Schonbrun: Since youth, Flynn has found comfort with the ball in his hands

Growing up, there were few moments when Jonny Flynn didn’t have a tennis ball hovering around his hands as he wove through his neighborhood or his high school hallways in Niagara Falls, N.Y. At night, he’d tuck a basketball into bed alongside him.

As a shortstop on the baseball diamond, he’d wait impatiently for the next grounder to be hit in his direction.

‘I guess you can call me greedy,’ Flynn grinned.

Tracing the development of Flynn, Syracuse’s sophomore point guard, usually follows the same path across a few different athletic contexts. In each of them, he’s always demanded to be the center of attention.

On the Pop Warner fields, Flynn was a quarterback. On the baseball field, he was a shortstop.



And for Syracuse, Flynn has logged 1,379 minutes this season with the ball often near his hands, orchestrating the offense as the leather weaves through his legs with impressive pace. Of all the talent Flynn possesses as SU’s floor general, it is his ability to dribble a basketball that may be most acute.

‘He’s almost like Isaiah Thomas,’ said SU assistant coach Mike Hopkins, who added that Flynn is the best ball-handler he’s ever coached. ‘He’s a great ball handler in terms of being able to make spectacular moves with the dribble.’

The spectacular was on display on Sunday, when Flynn preceded a picture-perfect fadeaway against Arizona State with a bounce through the legs that needed slo-mo to appreciate. All at once, dribbling re-emerged as a focal point of Flynn’s game.

He was back on the playground, trying to earn oohs and ahhs as a requisite for acceptance into the pickup games the older (and bigger) guys would play. Then, Flynn needed his dribbling to do the talking.

‘Being a small guy, you’ve got to do something to stand out and get on the court,’ Flynn said before practice Tuesday. ‘If you can’t do something like that, if you can’t get oohs and ahhs, the older guys won’t pick you. I think that had a lot to do with it.’

There are natural elements, too. Flynn’s hands are unusually large. His quickness translates into a jerkiness that can elude defenders. His coordination is honed from years of palm-to-leather interaction.

And there’s his personality, that greed he refers to: the desire to want to have the ball in his hands. For a while, it wasn’t always a basketball. Flynn’s first true athletic love was baseball, playing shortstop. On youth football fields, he ran the offenses as a quarterback.

‘When you have to lead your team on the football field and you have to have 11 guys on offense on the same page, that really helped my leadership ability out,’ Flynn said.

But for years, there was Flynn bounding down the hallways of his high school, bouncing a tennis ball. One summer, he broke his right wrist. For the rest of the break, he dribbled solely with his off hand.
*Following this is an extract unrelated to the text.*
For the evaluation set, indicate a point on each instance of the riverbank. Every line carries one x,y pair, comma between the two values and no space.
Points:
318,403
‘I don’t think I remember seeing him without the ball sitting in his left,’ Niagara Falls High School assistant basketball coach Sal Constantino said.

Each instance has pieced together the formation of Flynn as a sort of dribbling dervish, still collecting oohs on a national level as he waltzes his way past defenders. At times, it seems Flynn is toying with defenses.

In practice, as in games, Flynn has fun, reveling in the enhanced skill he possesses (and others wave at). To Hopkins, it’s showmanship; to teammates, it’s annoying.

On a skip pass one day in practice, 6-foot-7 Wesley Johnson followed the ball to its recipient, Flynn. Anticipating a pass, Johnson barely had time to notice the crossover dribble Flynn used to skirt past him.

‘I was mad,’ Johnson said. ‘He started laughing.’

In high school, Flynn once literally made a defender fall backwards on a move. From that point on, no one played tight up on him.

‘You would have some kids that just wouldn’t guard him for fear of what would happen,’ Constantino said.

Always with a smile, but that doesn’t make Flynn’s killer crossover less deadly. It’s survival out there, and Flynn, at 6 feet and 185 pounds, has known he’s needed elusion to guarantee his spot on the court since he was a boy. With any team, since youth, the ball has never traveled far from Flynn’s palm.

It’s a comforting feeling, for Syracuse fans, that he’s developed such adeptness at handling it.

‘I just go out there and try to make the play that’s at hand,’ Flynn said. ‘Sometimes I might do a little too much, but it’s fun. I always have to have fun out there, and that’s fun to me: making people look silly.’